When Life Gives You Lemons, Make Random Numbers

I saw this tweet go by on twitter and wondered – who of us hasn’t been in this situation, with things such as…

  • Novella comments on a blog post
  • stack overflow answers
  • “reviewer #3” response on a research paper
  • Yet another javascript framework
  • Or if it’s just review time and your boss needs to come up with some text to justify review scores that were pre-ordained by corporate politics, budgets constraints and the popularity contest farce they try to pass off as meritocracy.

What all these things have in common is that after the fact, you find yourself in possession of completely useless text.

That is, completely useless until today.

John von Neumann gave us the insight we need. If you have a biased source of bits, look at them in pairs. If they don’t match, you take the value of the first one as the unbiased bit to output. We can do this with whatever garbage we find has dropped into our lap, and turn that steaming heap of dung into something actually useful.
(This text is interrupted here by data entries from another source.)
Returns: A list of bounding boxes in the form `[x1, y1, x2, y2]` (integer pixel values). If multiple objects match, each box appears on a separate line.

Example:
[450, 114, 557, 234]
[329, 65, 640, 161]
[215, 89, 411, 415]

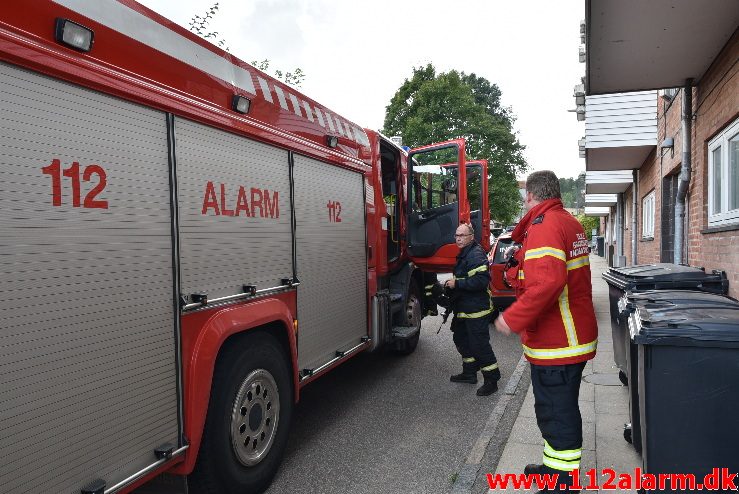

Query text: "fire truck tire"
[393, 282, 423, 355]
[190, 332, 293, 494]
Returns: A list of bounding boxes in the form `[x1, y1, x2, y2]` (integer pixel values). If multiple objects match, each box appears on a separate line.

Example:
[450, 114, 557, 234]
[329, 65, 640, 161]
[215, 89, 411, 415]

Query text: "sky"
[139, 0, 585, 178]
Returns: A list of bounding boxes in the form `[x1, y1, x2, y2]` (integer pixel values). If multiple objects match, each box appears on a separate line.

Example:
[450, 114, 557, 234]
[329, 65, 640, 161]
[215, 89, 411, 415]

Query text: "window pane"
[729, 134, 739, 211]
[711, 146, 721, 214]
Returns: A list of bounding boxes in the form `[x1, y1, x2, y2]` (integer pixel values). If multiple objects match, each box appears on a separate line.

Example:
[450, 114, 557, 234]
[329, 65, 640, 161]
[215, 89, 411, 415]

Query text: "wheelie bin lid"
[632, 305, 739, 348]
[618, 290, 739, 312]
[603, 263, 729, 293]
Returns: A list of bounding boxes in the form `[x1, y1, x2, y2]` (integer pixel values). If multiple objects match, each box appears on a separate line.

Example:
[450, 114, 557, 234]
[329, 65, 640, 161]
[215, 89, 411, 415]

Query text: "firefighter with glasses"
[444, 223, 500, 396]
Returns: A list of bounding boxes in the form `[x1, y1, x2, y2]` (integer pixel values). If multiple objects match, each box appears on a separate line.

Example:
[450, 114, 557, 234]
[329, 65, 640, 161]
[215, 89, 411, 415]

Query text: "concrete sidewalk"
[480, 254, 641, 493]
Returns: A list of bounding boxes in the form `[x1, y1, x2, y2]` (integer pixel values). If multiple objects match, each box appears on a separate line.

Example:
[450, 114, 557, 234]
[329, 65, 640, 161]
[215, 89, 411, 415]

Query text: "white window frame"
[707, 119, 739, 227]
[641, 189, 656, 239]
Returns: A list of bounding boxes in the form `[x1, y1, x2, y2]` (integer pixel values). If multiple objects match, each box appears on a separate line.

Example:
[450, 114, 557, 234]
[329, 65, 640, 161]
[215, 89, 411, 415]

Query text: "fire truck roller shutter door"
[0, 63, 178, 494]
[294, 156, 367, 369]
[175, 119, 292, 300]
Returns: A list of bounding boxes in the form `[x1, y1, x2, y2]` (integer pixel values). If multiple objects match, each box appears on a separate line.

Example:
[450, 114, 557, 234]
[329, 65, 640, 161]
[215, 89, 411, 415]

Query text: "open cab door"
[406, 139, 490, 272]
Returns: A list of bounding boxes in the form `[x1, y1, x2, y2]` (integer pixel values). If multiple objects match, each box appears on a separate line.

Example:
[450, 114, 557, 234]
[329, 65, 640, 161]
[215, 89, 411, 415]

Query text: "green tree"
[190, 2, 305, 87]
[383, 64, 528, 223]
[576, 214, 600, 240]
[559, 178, 576, 208]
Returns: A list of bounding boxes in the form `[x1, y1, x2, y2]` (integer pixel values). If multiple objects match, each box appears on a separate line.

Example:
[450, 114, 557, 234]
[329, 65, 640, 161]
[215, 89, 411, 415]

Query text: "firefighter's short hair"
[526, 170, 562, 201]
[460, 223, 475, 236]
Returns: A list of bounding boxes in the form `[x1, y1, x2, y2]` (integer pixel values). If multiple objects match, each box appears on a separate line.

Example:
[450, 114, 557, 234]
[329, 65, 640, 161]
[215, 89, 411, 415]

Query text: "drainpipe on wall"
[613, 193, 624, 267]
[631, 170, 639, 266]
[673, 79, 693, 264]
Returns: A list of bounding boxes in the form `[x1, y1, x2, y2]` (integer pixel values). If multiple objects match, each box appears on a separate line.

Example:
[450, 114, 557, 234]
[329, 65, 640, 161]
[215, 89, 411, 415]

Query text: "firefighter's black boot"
[449, 362, 477, 384]
[477, 369, 500, 396]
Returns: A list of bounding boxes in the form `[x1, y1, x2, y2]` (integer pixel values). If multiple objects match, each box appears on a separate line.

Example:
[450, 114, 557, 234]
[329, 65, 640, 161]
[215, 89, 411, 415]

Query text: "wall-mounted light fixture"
[326, 135, 339, 148]
[231, 94, 251, 114]
[54, 17, 95, 52]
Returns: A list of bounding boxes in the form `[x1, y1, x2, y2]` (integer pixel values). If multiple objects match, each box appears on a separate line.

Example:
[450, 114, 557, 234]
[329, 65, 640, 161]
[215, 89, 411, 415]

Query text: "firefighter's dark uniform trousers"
[531, 362, 585, 485]
[452, 316, 500, 378]
[452, 242, 500, 380]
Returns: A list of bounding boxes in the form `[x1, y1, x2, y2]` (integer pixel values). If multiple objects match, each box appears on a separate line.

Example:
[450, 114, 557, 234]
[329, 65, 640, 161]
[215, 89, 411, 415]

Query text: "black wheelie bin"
[618, 290, 739, 453]
[603, 263, 729, 384]
[633, 306, 739, 492]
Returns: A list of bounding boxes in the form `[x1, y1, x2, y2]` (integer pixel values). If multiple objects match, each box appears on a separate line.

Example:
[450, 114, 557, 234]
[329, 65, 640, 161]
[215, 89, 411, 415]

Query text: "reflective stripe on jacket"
[452, 242, 493, 319]
[503, 199, 598, 365]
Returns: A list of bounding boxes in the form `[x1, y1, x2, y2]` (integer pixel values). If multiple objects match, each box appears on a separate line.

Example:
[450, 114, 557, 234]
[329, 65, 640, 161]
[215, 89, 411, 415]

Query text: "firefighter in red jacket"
[495, 171, 598, 492]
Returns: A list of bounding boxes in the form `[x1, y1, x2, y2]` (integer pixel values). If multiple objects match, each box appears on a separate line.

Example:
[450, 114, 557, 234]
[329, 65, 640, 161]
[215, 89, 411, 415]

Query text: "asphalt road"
[267, 310, 521, 494]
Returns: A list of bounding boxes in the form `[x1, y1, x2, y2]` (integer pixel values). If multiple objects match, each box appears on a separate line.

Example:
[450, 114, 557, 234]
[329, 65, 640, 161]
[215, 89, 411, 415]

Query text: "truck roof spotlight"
[231, 94, 251, 114]
[55, 17, 95, 52]
[326, 135, 339, 148]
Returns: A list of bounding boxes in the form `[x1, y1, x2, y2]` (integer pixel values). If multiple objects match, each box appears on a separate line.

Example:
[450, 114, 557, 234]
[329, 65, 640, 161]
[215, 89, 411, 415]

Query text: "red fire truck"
[0, 0, 489, 494]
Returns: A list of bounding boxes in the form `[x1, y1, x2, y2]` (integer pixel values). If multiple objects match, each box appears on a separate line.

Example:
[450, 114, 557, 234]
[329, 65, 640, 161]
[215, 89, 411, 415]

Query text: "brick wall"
[624, 32, 739, 297]
[678, 32, 739, 297]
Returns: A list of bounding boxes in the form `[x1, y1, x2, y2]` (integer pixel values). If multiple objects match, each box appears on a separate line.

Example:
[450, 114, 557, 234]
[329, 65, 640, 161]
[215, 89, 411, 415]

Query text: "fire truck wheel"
[192, 333, 293, 494]
[393, 283, 423, 355]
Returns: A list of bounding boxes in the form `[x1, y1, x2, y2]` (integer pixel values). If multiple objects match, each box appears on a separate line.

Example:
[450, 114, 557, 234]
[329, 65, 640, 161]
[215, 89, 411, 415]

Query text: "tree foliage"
[190, 2, 305, 87]
[576, 214, 600, 240]
[383, 64, 528, 223]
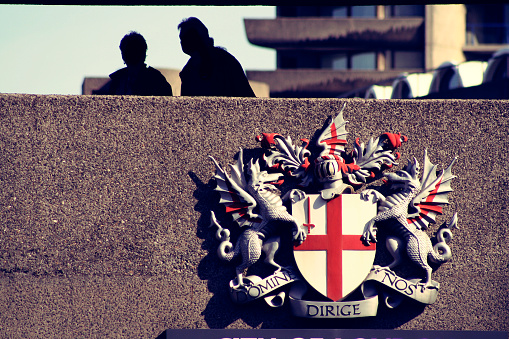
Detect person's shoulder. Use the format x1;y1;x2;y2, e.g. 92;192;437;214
110;67;127;80
214;47;240;66
213;46;235;59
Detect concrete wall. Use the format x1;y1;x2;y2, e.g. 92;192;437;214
0;95;509;338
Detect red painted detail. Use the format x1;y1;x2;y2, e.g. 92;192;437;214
255;133;281;149
294;196;376;301
300;157;311;172
419;203;443;214
226;203;247;213
321;123;347;154
302;224;316;234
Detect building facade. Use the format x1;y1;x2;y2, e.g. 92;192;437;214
245;4;509;97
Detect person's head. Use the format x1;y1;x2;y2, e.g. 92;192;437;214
178;17;214;55
120;32;147;66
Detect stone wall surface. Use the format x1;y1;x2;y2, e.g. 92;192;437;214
0;95;509;338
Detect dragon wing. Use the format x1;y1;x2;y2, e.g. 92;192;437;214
209;149;261;227
407;150;458;229
316;104;348;156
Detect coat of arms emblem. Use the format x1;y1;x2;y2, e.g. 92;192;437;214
206;107;457;318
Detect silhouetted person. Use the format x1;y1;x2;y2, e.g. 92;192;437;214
94;32;173;96
178;17;255;97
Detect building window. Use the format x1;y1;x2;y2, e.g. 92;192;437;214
321;52;376;70
350;52;376;69
322;53;348;69
331;6;348;18
392;51;424;69
350;6;376;18
328;6;376;18
466;4;509;45
385;5;424;17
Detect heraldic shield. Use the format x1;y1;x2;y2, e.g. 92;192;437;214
292;194;377;301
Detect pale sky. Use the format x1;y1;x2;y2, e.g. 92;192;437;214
0;5;276;94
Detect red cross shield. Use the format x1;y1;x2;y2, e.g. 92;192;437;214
292;194;377;301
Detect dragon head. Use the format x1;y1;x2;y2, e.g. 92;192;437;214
385;158;420;191
248;159;284;191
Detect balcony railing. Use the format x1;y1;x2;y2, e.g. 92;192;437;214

I implemented this and you can find the source code on github at https://github.com/Atrix256/EntropySalvager

More info on the technique: https://en.m.wikipedia.org/wiki/Fair_coin#Fair_results_from_a_biased_coin

Here is some example output, using words from the great orator MacDonald Trump as input.

Remember… When life gives you lemons, make random numbers.

Small print: Yeah this is just a joke and the numbers coming out are only as random as the numbers going in. This technique is a way to turn biased uniform random numbers into unbiased uniform random numbers and works with “random” things like coin flips and dice rolls, but less so with things like text which will make patterns in output. You’d want to use Decorrelation to turn this from a joke into a real thing 🙂 https://en.wikipedia.org/wiki/Decorrelation


  1. At the risk of taking a joke too seriously…
    Doesn’t this approach require the sequential bits to be independent?

    The characters in this comment are basically all lowercase letters, which fall in the range 0b01100001 – 0b01111010. If we look at every 4th bit of the generated output, they’d almost all be 0.